Face à cette frugalité européenne (subie), les projets comme Stargate font sourire Julia. Il démonte, chiffres à l’appui, la promesse de 500 milliards de dollars portée par Sam Altman et Softbank. L’argent n’est pas là. Les infrastructures non plus. Et l’impact écologique est tout simplement insoutenable.

À l’inverse, il salue des démarches comme celles de DeepSeek (ou “DeepSh*t”, selon lui, par autodérision), qui misent sur des modèles plus petits, plus sobres, entraînés sur des puces plus anciennes. Il y voit l’avenir : des IA verticales, spécialisées, économes, capables de tourner hors du cloud — et donc, réellement accessibles.

Le problème, ce n’est pas la technologie, mais notre capacité à mentir sur elle.

Julia n’accuse pas les outils. Il accuse l’emballement. Les promesses intenables. L’illusion entretenue que demain sera toujours plus intelligent, plus autonome, plus “humain”.

C’est ce genre de discours qui a provoqué les “hivers” de l’IA dans les années 50, 80 et 2000 : on promet trop, on investit mal, on est déçus… puis on coupe les budgets. Et on recommence. Le risque est de reproduire encore une fois ce cycle.

Il appelle à une forme de sobriété narrative. De sincérité. Arrêtons de promettre des assistants parfaits, des voitures 100 % autonomes, ou des robots qui pensent. Concentrons-nous sur ce que les IA savent faire : nous aider. Améliorer notre quotidien. Accélérer la recherche médicale. Automatiser ce qui nous ennuie. Et nous laisser, à nous, ce que nous faisons encore bien : ressentir, juger, décider.

L’intelligence humaine n’est pas modélisable. Et c’est tant mieux.

C’est sans doute le moment le plus fort de l’entretien. Lorsqu’on demande à Julia s’il pense que l’humain est réductible à un algorithme, il répond non. Parce qu’il y a de l’inné. Parce qu’il y a des émotions qu’on ne comprend pas. Des intuitions inexplicables. Des élans, des silences, des gestes qui ne s’apprennent pas.

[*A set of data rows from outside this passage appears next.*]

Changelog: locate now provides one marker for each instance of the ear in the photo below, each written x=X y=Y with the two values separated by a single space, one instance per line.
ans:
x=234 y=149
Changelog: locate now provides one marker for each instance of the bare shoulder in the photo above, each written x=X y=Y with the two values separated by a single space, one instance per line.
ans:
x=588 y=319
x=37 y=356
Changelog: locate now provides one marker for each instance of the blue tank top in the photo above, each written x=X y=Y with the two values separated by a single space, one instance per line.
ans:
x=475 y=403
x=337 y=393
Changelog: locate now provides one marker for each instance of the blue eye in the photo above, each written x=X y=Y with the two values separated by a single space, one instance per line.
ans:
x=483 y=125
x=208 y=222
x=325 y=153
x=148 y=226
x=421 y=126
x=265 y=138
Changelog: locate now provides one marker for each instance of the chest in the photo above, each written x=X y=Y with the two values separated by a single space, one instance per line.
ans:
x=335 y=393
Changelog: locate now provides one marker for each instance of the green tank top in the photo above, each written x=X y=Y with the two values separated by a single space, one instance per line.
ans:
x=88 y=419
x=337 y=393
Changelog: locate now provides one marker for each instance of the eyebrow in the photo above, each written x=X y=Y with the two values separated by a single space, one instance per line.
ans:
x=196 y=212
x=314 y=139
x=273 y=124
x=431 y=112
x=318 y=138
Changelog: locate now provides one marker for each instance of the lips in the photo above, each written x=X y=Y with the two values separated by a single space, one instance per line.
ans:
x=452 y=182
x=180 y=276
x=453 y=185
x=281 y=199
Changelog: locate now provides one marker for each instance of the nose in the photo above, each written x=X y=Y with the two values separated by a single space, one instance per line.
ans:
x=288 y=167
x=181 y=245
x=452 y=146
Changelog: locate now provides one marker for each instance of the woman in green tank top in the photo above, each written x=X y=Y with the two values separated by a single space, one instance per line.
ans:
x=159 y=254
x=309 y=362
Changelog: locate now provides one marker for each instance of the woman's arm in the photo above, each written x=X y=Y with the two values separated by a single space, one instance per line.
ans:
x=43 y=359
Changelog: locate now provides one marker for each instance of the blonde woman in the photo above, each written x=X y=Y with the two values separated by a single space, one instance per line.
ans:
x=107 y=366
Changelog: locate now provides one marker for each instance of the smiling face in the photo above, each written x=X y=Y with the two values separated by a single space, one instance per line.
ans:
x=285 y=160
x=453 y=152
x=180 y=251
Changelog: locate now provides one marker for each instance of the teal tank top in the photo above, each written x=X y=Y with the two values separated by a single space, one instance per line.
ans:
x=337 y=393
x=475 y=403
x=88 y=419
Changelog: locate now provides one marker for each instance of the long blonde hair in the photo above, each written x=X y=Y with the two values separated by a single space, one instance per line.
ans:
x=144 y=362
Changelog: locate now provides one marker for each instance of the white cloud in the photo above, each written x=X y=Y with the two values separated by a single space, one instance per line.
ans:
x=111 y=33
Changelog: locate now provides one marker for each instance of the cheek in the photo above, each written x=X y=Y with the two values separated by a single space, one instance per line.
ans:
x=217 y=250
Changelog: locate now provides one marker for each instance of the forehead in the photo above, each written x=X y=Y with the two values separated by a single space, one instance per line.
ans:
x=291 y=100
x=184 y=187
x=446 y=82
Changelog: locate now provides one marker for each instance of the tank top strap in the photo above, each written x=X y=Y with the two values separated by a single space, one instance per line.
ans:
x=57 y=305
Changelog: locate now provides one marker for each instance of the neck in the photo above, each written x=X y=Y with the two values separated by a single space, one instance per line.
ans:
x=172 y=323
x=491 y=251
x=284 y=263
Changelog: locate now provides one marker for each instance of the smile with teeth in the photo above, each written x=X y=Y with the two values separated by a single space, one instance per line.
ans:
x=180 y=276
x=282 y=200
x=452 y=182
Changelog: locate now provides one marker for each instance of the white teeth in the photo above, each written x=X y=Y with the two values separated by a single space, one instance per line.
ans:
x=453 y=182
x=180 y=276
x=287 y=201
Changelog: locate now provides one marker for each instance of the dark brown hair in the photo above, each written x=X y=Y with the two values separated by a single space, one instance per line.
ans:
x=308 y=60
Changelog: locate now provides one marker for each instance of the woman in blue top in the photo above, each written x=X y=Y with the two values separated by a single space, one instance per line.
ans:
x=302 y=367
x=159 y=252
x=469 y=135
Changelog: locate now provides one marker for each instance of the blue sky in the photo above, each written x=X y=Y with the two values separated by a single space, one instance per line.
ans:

Et c’est cette part-là — l’imprévisible, le sensible, le poétique — qui fonde, selon lui, notre différence.

Un algorithme peut simuler des émotions. Mais il ne pleurera jamais dans une église pour un inconnu, juste parce que l’atmosphère est bouleversante.

Conclusion : repolitiser l’IA, sans la diaboliser

Luc Julia ne vend pas la peur. Il ne vend rien. Il invite à penser. Il rappelle que l’IA est un outil, comme tous les autres. Que sa puissance doit être encadrée, non fantasmée. Qu’elle soulève des enjeux écologiques, économiques, culturels, géopolitiques. Et qu’elle mérite mieux que le discours binaire “ça va tous nous tuer” / “ça va tous nous sauver”.

Oui, l’IA va transformer nos métiers. Oui, elle va s’infiltrer partout. Et non, elle ne remplacera pas ce qui nous rend humains.

Reste à savoir si nous sommes prêts à l’utiliser avec intelligence.